Lt Us Army: Clint Allen Lorance Wiki, Bio, Age, Net Worth, Instagram, Twitter & More Facts

Clint Allen Lorance Wiki – Bio

Clint Allen Lorance is a first lieutenant in the U.S. Army who in August 2013 was found guilty on two counts of second-degree murder for ordering soldiers in his platoon to open fire at three men on a motorcycle in southern Afghanistan in July 2012. He was confined in the United States Disciplinary Barracks at Fort Leavenworth, Kansas until he was fully pardoned and ordered released by President Donald Trump, on November 15, 2019.

Clint Allen Lorance Age

Clint Allen Lorance age is 34 years (born December 13, 1984)

Born
Clint Allen Lorance

December 13, 1984 (age 34)

Hobart, Oklahoma, U.S.
Nationality United States
Alma mater University of North Texas
Occupation U.S. Army officer
Allegiance  United States of America
Criminal penalty 2 Counts 2nd Degree Murder, sentence – 19 years imprisonment, Pardoned by the President of the United States
Details
Date July 2, 2012
Location(s) Kandahar Province
Target(s) Afghan civilians
Killed 2

Clint Allen Lorance Court-martial proceedings

At his trial in August 2013, nine members of his platoon testified against him. Clint Allen Lorance never testified in the court hearings, though he did take responsibility for his men’s actions. Three men on a motorcycle were speeding towards the platoon and ignoring commands to stop. His soldiers testified that the platoon was walking through a field of grapes on patrol when a motorcycle was spotted approximately 600 feet away and that the motorcycle could not have reached the platoon’s position in the grape field. Attorneys for Clint Allen Lorance attempted to cast doubt on four of the soldiers’ accounts, arguing that they were granted immunity in exchange for their testimony. The other five soldiers who testified against Clint Allen Lorance did not receive immunity. At the end of a three-day trial, Clint Allen Lorance was found guilty of two counts of second-degree murder, obstruction of justice, and other charges “related to a pattern of threatening and intimidating actions toward Afghans” as the platoon’s leader. He was sentenced to 20 years in prison, forfeiture of all pay, and dismissal from the Army.

Attorney for Clint Allen Lorance

In December 2014, an attorney for Clint Allen Lorance filed pleadings alleging that Clint Allen Lorance was the victim of prosecutorial misconduct. In January 2015, supporters created a petition on the White House website asking the Obama Administration to grant a Presidential pardon to Clint Allen Lorance. It received 124,966 signatures. The White House declined to comment on the specifics, saying instead that requests for executive clemency for federal offenses should be directed to the Office of the Pardon Attorney.

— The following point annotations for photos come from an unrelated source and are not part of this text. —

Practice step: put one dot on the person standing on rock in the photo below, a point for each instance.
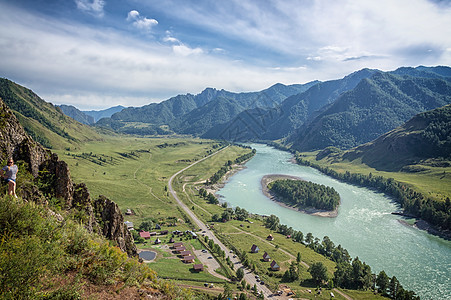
(9, 173)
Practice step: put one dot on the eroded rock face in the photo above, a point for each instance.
(62, 184)
(112, 225)
(102, 216)
(16, 143)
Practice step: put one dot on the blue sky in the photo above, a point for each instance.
(95, 54)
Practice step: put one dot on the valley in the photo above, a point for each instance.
(165, 174)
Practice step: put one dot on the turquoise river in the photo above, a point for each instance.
(364, 226)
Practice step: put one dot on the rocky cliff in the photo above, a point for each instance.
(101, 215)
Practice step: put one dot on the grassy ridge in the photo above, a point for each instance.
(43, 121)
(434, 182)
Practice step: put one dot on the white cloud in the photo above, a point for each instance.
(185, 51)
(94, 7)
(142, 23)
(170, 39)
(132, 15)
(322, 40)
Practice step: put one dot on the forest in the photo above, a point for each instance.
(305, 194)
(350, 273)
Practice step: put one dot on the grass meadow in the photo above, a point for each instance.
(134, 172)
(434, 182)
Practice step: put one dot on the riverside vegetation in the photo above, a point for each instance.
(134, 172)
(305, 194)
(147, 172)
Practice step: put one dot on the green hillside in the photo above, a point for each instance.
(427, 136)
(43, 121)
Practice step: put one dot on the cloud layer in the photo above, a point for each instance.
(158, 50)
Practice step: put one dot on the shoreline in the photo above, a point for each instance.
(309, 210)
(214, 188)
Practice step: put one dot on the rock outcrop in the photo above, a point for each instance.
(101, 216)
(16, 143)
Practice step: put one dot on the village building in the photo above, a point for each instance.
(198, 267)
(254, 249)
(193, 234)
(275, 266)
(188, 259)
(178, 244)
(186, 253)
(180, 249)
(129, 225)
(144, 234)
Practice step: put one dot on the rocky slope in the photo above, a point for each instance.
(101, 215)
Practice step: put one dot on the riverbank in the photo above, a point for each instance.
(267, 179)
(214, 188)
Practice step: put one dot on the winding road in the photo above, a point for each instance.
(249, 277)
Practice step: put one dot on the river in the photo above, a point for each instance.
(364, 226)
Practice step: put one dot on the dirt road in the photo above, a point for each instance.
(249, 277)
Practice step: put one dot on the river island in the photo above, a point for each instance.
(267, 179)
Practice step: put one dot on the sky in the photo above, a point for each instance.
(95, 54)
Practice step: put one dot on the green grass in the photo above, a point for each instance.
(174, 268)
(434, 182)
(134, 173)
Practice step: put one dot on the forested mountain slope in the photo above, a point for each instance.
(425, 136)
(274, 123)
(104, 113)
(182, 113)
(44, 122)
(76, 114)
(375, 106)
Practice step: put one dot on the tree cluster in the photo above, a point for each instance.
(228, 166)
(228, 214)
(351, 274)
(302, 193)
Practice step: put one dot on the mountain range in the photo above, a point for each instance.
(343, 113)
(89, 117)
(425, 136)
(44, 122)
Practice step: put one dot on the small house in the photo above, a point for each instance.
(144, 234)
(192, 234)
(275, 266)
(178, 244)
(254, 249)
(180, 249)
(188, 259)
(129, 225)
(198, 267)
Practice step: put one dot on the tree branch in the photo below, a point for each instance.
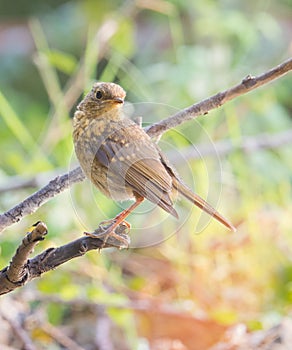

Clint Allen Lorance Airborne Division

On January 5, 2015, the Commanding General of the 82nd Airborne Division, Major General Richard Clarke, completed a review and upheld Clint Allen Lorance’s conviction. General Clarke upheld the guilty verdict from the court-martial panel and directed one year off the original sentence of 20 years confinement due to post-trial delay. In September 2015, defense attorneys filed a petition with the U.S. Army Court of Criminal Appeals for a new trial, claiming that evidence linking the two killed Afghans to terror networks was left out of Clint Allen Lorance’s court-martial, but the court ruled in June 2017 that the evidence would not have been permitted at trial, and even if it had, it would not have helped Clint Allen Lorance’s case.

One of Clint Allen Lorance’s defense attorneys, lawyer and author Don Brown, published a book in 2019 entitled Travesty of Justice, in which he argued that the Army did not permit the jury to consider evidence showing that Afghan National Army soldiers accompanying Clint Allen Lorance’s patrol began firing at the motorcycle first, and kept biometrics evidence from the jury suggesting the motorcycle riders were Taliban bombmakers. Brown had urged President Donald Trump to release Clint Allen Lorance from prison and return him to active duty in the Army.

In 2019, Clint Allen Lorance’s case was featured in the Starz documentary series Leavenworth.

On November 15, 2019, President Trump granted him clemency, consisting of a full pardon, and ordered Clint Allen Lorance’s release.

About the author

Daniel Chapman

Originally from the U.K., Darryl Hinton is a journalist and web content specialist who now lives and writes in Trending Topics of the United States, United Kingdom, and Australia. Chapman’s work has appeared in a wide range of publications in print and online, including The Guardian, The Daily Beast, Pacific Standard magazine, The Independent, McSweeney’s Internet Tendency, and many other outlets.